A Mechanistic Study of Dissolution of Pt–Fe Binary Alloys in 0.5 M H2SO4 Solution by Channel Flow Triple Electrode

Abstract

A channel flow triple electrode (CFTE) was applied for the in situ detection of Fe ions (Fe(II) and Fe(III)) and Pt ions (Pt(II) and Pt(IV)) dissolved from Pt–50at%Fe (Pt–50Fe) and Pt–25at%Fe (Pt–25Fe), under potential cycling in 0.5 M H2SO4 at 298 K. These ions, dissolved from a Pt–Fe alloy working electrode set upstream in a channel, were simultaneously detected on two Au collector electrodes placed downstream by reducing or oxidizing their dissolved ions. When Pt–50Fe was potential-cycled between 0.05 and 1.4 V vs. standard hydrogen electrode, Fe dissolution was significantly enhanced in a double-layer (DL) charging region (0.25–0.85 V), probably owing to the surface diffusion of Pt atoms. In addition, the Fe dissolution was enhanced by Pt dissolution which takes place in a place-exchange potential region (1.2–1.4 V) and in the reduction potential of Pt oxides (0.9–0.5 V) in the cathodic scan.
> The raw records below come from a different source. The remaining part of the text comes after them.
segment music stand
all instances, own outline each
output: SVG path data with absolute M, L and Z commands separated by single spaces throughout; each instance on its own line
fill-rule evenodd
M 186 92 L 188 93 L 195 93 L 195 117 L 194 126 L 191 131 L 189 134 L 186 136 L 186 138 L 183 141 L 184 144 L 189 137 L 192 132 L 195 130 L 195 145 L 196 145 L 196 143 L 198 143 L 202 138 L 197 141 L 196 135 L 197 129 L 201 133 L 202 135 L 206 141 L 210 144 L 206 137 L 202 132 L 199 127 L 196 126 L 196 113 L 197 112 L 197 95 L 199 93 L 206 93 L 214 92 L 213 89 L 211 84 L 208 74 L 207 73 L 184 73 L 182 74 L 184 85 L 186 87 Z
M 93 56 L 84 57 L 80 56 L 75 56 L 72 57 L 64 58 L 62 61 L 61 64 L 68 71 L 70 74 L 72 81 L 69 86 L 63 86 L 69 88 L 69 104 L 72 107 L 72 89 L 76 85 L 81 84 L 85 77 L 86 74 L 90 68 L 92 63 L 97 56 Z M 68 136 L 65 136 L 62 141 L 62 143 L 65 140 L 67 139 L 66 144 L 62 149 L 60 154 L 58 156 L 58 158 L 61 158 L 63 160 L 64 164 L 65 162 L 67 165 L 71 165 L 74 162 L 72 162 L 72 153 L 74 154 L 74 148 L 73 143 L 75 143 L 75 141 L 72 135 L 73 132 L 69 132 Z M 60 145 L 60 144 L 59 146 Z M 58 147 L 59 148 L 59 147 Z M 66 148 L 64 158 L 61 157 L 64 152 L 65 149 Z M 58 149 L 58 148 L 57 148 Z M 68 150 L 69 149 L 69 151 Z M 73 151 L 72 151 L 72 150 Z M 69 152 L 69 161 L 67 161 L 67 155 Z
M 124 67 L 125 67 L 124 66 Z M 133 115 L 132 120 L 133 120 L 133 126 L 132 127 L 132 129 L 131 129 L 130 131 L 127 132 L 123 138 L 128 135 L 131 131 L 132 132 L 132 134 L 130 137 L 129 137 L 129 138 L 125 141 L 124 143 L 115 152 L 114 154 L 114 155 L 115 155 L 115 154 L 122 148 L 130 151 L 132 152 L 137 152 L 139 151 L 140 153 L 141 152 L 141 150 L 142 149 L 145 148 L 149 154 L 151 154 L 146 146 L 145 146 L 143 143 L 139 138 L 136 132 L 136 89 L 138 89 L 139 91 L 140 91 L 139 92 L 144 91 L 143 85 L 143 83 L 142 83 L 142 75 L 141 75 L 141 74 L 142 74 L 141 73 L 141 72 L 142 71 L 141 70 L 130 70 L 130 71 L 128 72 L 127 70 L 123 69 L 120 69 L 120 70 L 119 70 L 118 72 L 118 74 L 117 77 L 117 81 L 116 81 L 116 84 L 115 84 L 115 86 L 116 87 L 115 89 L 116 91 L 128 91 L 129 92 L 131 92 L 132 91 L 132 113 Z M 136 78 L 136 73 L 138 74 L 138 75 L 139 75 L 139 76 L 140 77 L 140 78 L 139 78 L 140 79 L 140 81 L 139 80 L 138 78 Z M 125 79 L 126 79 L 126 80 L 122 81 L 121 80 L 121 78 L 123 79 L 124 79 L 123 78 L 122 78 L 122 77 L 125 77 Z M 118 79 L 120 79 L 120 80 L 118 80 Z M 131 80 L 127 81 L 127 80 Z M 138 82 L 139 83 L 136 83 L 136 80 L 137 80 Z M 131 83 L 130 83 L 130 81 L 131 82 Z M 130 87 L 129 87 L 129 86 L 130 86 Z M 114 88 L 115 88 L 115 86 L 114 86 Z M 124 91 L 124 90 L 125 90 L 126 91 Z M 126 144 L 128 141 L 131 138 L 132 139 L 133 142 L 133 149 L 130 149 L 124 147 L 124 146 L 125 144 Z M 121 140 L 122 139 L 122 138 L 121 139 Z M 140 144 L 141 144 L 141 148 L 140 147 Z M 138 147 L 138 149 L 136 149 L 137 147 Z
On the contrary, when Pt–25Fe was potential-cycled between 0.05 and 1.4 V, Fe dissolution was strongly suppressed by a Pt–enriched layer, especially in the potential region for the DL. The dissolution also depended on the upper limit of potential cycling (EU) and was significantly suppressed, even for Pt–50Fe, when EU was 0.6 V.